REDMOS: Redhouse's Cosmos
REDMOS (REDhouse’s CosMOS): Embracing the Digital Frontier in Turkish Historical Lexicography: A Digital Monographic Case Study of Redhouse’s Lexicographical Identity and Practices through the Lens of el-Hazinetü’l-Aziziyye fi’l-Lugâti’l-Osmâniyye
REDMOS is a digital monographic case study that examines Sir James W. Redhouse’s identity as a lexicographer together with his dictionary texts, letters, archival documents, traces of preparation, and intellectual contact networks. The project aims to make Redhouse’s lexicographical work visible as a document-based process of knowledge production, extending beyond the completed dictionary texts themselves.
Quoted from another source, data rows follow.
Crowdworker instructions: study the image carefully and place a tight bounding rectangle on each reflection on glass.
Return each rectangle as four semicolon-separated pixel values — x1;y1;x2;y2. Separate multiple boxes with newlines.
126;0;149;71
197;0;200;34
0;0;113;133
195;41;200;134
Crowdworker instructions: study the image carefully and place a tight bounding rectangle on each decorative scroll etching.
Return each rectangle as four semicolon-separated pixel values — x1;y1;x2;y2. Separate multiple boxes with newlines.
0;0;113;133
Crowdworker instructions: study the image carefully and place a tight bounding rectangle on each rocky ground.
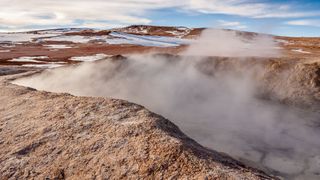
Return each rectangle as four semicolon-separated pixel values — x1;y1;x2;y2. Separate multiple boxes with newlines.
1;25;320;179
1;25;319;67
0;69;275;179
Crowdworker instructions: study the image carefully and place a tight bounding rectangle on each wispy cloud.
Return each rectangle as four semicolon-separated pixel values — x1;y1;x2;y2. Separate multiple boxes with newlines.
0;0;157;30
286;19;320;27
185;1;320;18
216;20;247;29
0;0;319;31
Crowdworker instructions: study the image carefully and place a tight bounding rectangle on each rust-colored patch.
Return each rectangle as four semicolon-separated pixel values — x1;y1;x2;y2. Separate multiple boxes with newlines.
0;43;187;66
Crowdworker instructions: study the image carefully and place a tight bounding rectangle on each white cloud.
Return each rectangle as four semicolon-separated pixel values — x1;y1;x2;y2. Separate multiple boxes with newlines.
0;0;159;30
0;0;318;31
71;22;125;29
184;0;320;18
217;20;247;29
255;12;320;19
286;19;320;27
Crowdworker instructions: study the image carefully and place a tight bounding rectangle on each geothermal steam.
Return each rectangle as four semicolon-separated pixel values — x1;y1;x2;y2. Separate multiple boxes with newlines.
14;29;320;179
184;29;280;57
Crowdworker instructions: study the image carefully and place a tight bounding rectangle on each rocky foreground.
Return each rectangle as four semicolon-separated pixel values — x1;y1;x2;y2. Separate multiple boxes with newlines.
0;68;275;179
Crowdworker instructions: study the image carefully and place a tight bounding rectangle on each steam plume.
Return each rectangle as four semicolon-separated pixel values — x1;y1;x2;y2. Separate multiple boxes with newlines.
13;29;320;179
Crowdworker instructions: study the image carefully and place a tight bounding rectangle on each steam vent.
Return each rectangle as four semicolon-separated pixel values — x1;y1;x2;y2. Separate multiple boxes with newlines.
1;1;320;179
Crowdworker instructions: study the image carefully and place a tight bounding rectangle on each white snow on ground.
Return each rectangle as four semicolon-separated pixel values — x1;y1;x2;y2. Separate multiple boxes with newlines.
107;32;192;47
41;32;191;47
42;32;191;47
44;44;72;49
69;54;110;62
0;44;15;48
0;29;88;43
275;39;288;43
120;27;149;34
275;39;294;45
165;31;186;38
1;29;191;47
8;56;49;63
0;50;11;53
42;35;98;43
292;49;311;54
165;28;192;38
22;63;65;69
177;27;189;31
42;35;108;44
0;33;58;43
36;28;87;35
126;28;148;34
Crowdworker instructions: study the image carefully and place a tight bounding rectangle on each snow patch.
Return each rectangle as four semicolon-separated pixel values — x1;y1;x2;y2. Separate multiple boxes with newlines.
292;49;311;54
9;56;49;63
122;27;149;34
22;63;65;69
0;33;58;43
0;44;15;48
2;30;192;47
165;31;187;38
177;27;189;30
44;44;72;49
42;35;109;43
275;39;294;45
69;54;110;62
165;28;191;38
36;28;87;35
0;50;11;53
108;32;191;47
40;31;192;47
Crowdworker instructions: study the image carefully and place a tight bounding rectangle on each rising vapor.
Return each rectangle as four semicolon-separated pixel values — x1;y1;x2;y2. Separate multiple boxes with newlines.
13;29;320;179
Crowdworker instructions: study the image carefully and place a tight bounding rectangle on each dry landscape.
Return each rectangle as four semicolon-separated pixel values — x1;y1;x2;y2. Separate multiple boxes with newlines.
1;25;320;180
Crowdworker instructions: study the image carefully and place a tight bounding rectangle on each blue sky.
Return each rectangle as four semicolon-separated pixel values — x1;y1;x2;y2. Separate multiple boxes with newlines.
0;0;319;36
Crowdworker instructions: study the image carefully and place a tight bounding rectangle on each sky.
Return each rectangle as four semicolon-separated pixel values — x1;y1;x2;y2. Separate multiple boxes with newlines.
0;0;320;36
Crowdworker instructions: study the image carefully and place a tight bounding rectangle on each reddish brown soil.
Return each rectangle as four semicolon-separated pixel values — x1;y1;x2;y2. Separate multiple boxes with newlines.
0;43;186;66
1;26;319;67
275;36;320;58
64;30;111;36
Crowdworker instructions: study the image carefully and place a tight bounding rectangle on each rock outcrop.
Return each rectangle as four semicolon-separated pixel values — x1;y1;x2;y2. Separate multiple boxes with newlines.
0;70;275;179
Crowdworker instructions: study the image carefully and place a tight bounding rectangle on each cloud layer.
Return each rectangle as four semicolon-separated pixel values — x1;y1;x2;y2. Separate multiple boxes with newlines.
286;19;320;27
0;0;319;31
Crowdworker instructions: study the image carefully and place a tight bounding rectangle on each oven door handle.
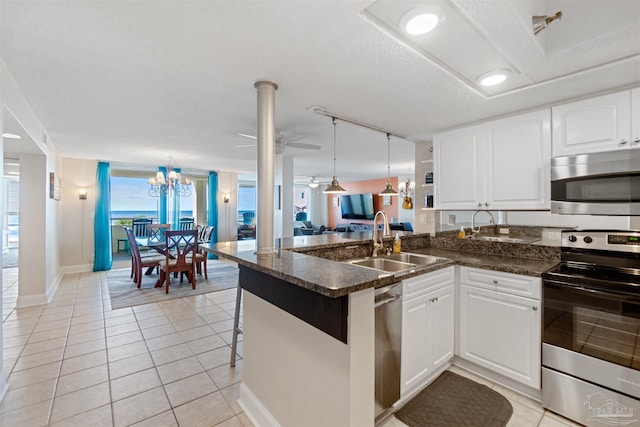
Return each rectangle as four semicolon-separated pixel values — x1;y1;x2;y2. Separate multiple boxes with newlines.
544;279;640;304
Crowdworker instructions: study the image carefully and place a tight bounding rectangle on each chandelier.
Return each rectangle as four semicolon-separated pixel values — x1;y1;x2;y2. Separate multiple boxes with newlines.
148;157;192;197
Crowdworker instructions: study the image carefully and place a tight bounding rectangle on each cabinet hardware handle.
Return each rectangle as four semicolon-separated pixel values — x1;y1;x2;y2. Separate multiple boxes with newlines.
477;203;482;207
492;279;498;284
485;202;489;207
619;139;629;145
633;137;640;144
532;306;538;311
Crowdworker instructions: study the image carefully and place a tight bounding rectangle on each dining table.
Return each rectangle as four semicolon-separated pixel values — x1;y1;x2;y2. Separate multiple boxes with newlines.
135;236;205;286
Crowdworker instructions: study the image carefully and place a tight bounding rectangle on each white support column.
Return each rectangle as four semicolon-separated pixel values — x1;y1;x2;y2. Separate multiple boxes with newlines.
254;80;278;254
281;154;294;238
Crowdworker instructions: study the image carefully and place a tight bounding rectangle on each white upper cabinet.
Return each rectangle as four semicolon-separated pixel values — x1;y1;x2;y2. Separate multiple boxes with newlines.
552;89;638;156
485;110;551;210
434;110;551;210
434;125;483;210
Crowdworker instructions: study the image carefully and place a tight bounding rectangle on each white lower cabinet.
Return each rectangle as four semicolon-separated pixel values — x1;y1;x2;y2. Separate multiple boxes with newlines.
400;267;454;397
458;268;541;389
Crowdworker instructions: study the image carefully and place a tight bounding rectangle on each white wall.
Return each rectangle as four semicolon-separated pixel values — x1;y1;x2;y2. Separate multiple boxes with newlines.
1;60;61;306
0;58;63;400
241;288;374;427
441;210;631;231
60;158;97;271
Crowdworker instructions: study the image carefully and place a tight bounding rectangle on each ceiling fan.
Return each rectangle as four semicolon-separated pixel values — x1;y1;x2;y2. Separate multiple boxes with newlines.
236;130;322;154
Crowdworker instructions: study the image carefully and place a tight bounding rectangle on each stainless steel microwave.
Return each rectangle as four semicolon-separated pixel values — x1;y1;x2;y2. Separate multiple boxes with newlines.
550;149;640;215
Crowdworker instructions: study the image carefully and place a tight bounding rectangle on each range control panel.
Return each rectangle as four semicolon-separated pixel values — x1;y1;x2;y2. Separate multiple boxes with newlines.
562;230;640;253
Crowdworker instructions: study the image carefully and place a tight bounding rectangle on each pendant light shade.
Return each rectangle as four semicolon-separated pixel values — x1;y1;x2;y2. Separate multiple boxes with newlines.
324;117;347;194
379;133;398;196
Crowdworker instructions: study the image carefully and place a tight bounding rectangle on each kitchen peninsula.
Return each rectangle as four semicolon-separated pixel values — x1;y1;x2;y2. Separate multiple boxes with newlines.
201;231;559;427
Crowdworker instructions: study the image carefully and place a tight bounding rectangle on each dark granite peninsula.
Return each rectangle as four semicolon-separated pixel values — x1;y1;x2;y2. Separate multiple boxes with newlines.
200;231;559;427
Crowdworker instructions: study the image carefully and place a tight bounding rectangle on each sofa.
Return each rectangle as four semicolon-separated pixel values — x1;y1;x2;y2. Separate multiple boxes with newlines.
294;221;326;236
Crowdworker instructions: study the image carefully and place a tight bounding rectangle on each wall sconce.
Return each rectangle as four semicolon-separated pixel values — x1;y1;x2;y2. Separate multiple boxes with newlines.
78;189;88;200
223;194;230;203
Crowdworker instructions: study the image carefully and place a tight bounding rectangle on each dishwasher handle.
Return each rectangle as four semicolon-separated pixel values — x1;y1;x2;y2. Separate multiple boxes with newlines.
375;294;400;308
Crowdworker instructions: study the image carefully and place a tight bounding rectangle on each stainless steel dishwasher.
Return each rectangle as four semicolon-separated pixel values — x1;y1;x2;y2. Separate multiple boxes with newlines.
374;283;403;422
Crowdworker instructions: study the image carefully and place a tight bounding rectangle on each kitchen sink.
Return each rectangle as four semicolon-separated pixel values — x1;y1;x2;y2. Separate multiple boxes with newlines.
471;235;525;243
349;258;415;272
345;252;449;274
385;253;448;265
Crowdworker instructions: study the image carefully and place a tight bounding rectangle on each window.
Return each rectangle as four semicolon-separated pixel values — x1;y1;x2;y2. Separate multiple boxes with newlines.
110;176;194;225
238;182;256;225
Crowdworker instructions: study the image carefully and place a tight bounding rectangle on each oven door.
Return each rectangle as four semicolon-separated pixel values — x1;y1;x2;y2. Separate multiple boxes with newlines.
543;278;640;396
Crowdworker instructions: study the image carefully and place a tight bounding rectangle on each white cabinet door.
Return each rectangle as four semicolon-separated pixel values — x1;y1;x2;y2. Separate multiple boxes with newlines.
401;295;430;394
485;109;551;210
459;284;541;389
428;285;454;369
434;110;551;210
552;90;632;156
401;281;454;397
632;88;640;148
434;125;483;210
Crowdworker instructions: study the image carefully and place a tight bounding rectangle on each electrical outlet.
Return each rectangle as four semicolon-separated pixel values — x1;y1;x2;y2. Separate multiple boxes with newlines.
420;214;427;225
499;228;509;235
448;215;456;226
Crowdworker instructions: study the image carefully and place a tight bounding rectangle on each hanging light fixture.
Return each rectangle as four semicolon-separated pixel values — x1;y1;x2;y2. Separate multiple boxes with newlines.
148;156;192;197
323;117;347;194
308;177;320;189
379;133;398;196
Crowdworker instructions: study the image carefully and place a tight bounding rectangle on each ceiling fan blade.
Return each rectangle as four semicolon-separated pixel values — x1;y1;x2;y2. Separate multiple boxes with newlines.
238;133;257;139
235;144;256;148
287;142;321;150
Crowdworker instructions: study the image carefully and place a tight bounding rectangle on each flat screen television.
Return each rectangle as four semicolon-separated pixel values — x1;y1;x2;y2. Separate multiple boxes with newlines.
340;193;375;220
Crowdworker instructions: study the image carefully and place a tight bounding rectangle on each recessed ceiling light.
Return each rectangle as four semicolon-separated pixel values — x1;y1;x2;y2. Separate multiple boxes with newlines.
399;5;446;35
477;69;511;86
2;133;21;139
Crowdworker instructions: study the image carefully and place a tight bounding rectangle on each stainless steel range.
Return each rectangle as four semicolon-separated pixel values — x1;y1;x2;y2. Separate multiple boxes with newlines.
543;230;640;426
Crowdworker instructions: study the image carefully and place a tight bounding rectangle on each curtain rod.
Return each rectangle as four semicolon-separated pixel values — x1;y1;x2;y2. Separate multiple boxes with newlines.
312;107;407;140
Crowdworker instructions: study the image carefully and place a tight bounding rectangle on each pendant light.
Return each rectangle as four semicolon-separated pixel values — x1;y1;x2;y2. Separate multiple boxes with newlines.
379;133;398;196
324;117;347;194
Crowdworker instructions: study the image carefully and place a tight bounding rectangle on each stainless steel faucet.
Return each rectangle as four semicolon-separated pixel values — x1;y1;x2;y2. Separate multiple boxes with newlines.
471;210;496;234
372;210;390;257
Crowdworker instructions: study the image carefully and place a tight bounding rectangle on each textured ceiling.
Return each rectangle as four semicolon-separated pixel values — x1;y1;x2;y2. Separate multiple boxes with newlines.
1;0;639;183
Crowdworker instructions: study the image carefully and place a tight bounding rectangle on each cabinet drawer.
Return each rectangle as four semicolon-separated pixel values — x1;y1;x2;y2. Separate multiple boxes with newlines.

The study focuses in particular on the lexicographical practices that took shape around el-Hazinetü’l-Aziziyye fi’l-Lugâti’l-Osmâniyye. Redhouse’s word selection, modes of definition, use of sources, preparatory processes, correspondence, and intellectual milieu are reassessed through digital research methods, document-based traceability, and network-oriented modes of reading.
REDMOS proposes a model of study in digital monograph format for Turkish historical lexicography. This model approaches dictionaries not as static reference works, but as multilayered research objects formed through the relationships between author, text, archive, correspondence, source, contact network, and historical context. In this way, Redhouse’s lexicographical practices can be examined within the textual, documentary and intellectual contexts of Ottoman-period lexicographical history.
Host institution/context: University of Cambridge / Cambridge Digital Humanities
Research context: Conducted through on-site research within the archival ecosystem of Cambridge Digital Humanities and Cambridge Library.
Logo design: Assoc. Prof. Dr Şermin Kalafat
Publication Note
Project data will be released incrementally following the publication of the first articles, in accordance with intellectual property rights.